Study Guide: Growing Up Into Kingdom Adulthood

Sunday September 13, 2009 | Greg Boyd

Focus Scripture:

Brief Summary:

Jesus was frustrating to most people who asked him theological questions. When the Sadducees challenged him, Jesus set them straight on the resurrection, the role of women, and gave a few hints about heaven, none of which they wanted to hear.

Extended Summary:

Jesus was frustrating to most people who asked him theological questions. Rather than answer the specific question being asked in a straight forward manner, Jesus usually redirected the conversation toward something more important. As we have seen, when the Pharisee’s asked about paying taxes or not, Jesus redirected people to reflect on what it means to give to each what is owed, to Caesar what is Caesar’s and to God what is God’s.

This time, it is the Sadducees who have a challenge for Jesus. They posed their question in the form of a puzzle. The details of the puzzle tell us much about the interests of the Sadducees. This group of Jewish teachers did not believe in the resurrection or the reality of angels.

Here’s what was going on with their puzzle: They didn’t believe in the resurrection, but they did believe that passing on the family names of Jewish men was extremely important.
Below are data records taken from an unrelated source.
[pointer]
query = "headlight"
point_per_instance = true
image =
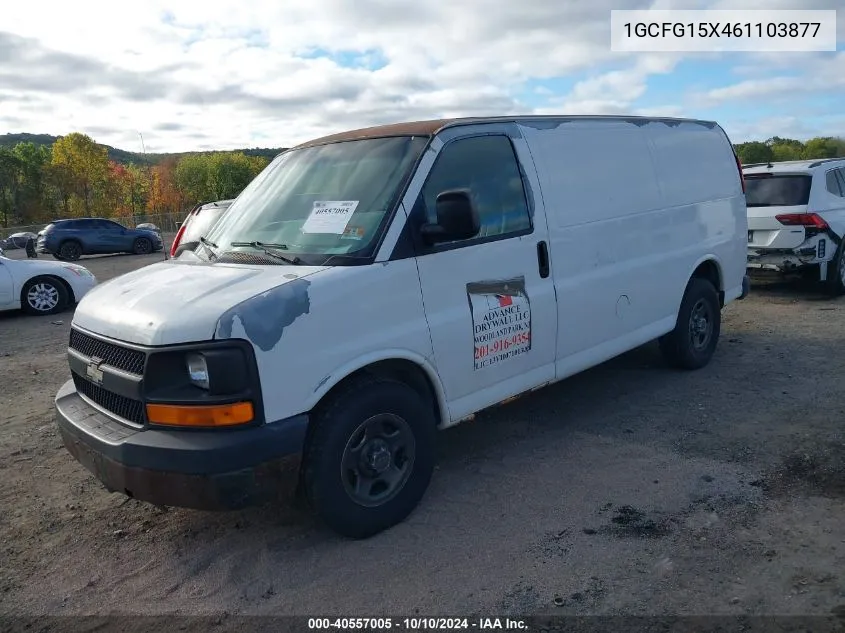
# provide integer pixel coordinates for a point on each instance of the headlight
(198, 370)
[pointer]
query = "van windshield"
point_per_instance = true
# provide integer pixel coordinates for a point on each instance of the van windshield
(322, 202)
(788, 190)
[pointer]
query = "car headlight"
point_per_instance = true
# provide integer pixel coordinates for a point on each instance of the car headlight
(198, 370)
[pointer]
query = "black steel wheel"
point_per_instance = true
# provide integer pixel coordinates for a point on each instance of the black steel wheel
(370, 456)
(693, 342)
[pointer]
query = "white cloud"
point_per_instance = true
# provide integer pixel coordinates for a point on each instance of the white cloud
(220, 73)
(821, 74)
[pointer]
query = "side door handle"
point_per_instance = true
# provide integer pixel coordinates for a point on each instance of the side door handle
(543, 259)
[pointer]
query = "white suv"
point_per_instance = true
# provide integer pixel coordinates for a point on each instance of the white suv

This is a very different way of thinking about “eternal life” than what is usually understood by that phrase today. The essential element is that the man’s name must be passed down to his son and so on. So, the role of a woman in this scheme is that of wife and child-bearer, not just any child, but specifically a son. So, they wanted to get Jesus to stumble over the question of to whom someone would be married “in heaven” (which they didn’t really believe in) if they had multiple spouses while on earth.

Jesus answered that there will be no marriage in heaven but those who are in heaven will be like angels. He referred to those in heaven as “children of the resurrection”. In this response Jesus makes it clear that relationships in heaven will work very differently than they do here on earth. He went on to refer to Moses’ (because it was Moses the Sadducees were quoting about marriage laws) understanding of God as being the God of those who are alive here on earth now, but also the God of all who have died but are alive in heaven.

In saying these things, Jesus confronted the views of the Sadducees in several ways and showed that their question was wrong-headed and based on the assumption that heaven (if it existed) would be just like earth only permanent. Among the assumptions confronted are: family lines are what is ultimately important, this is clearly denied since there will be no recognition of this in heaven. The idea of there being no resurrection was confronted by quoting Moses, who had authority for the Sadducees. The restrictive understanding of the role of women as son-bearers social pawns was confronted.

Greg went on to show how we all often fall into the same sort of assumptions about heaven than the Sadducees did. We wonder or even worry about who will be there, our family? Friends? Pets? What will we look like? What age? What condition? Then he pointed us to some important passages to help us get away from these sorts of questions. Read through all of the key scriptures before continuing on to the questions below.

Reflection Questions:

  1. What stood out to you most from this message and the supporting texts?
  2. A large part of Greg’s sermon was based on Paul’s words in 1 Cor. 13. How does the comparison of childhood to adulthood in this passage apply to the larger conversation about Sadducees and questions about heaven?
  3. If we are in the position of children with regard to our questions and concerns about heaven, how much can we reasonably know about what heaven will be like? What can we know for sure? What details are unavailable at this point?
  4. Greg spent some time showing how this passage contained some “good news” for women during that time. What was that good news? How would that apply today?
  5. As citizens of heaven living here on earth, we are called to live out the new reality even though we find ourselves in the old. The good news for women discussed above also applies to other people who find themselves corralled into predefined roles that society puts us in. How does being a citizen of heaven, a child of the coming king, change the way we think about ourselves and live in this world? What freedom and good news is present in these texts for all of us?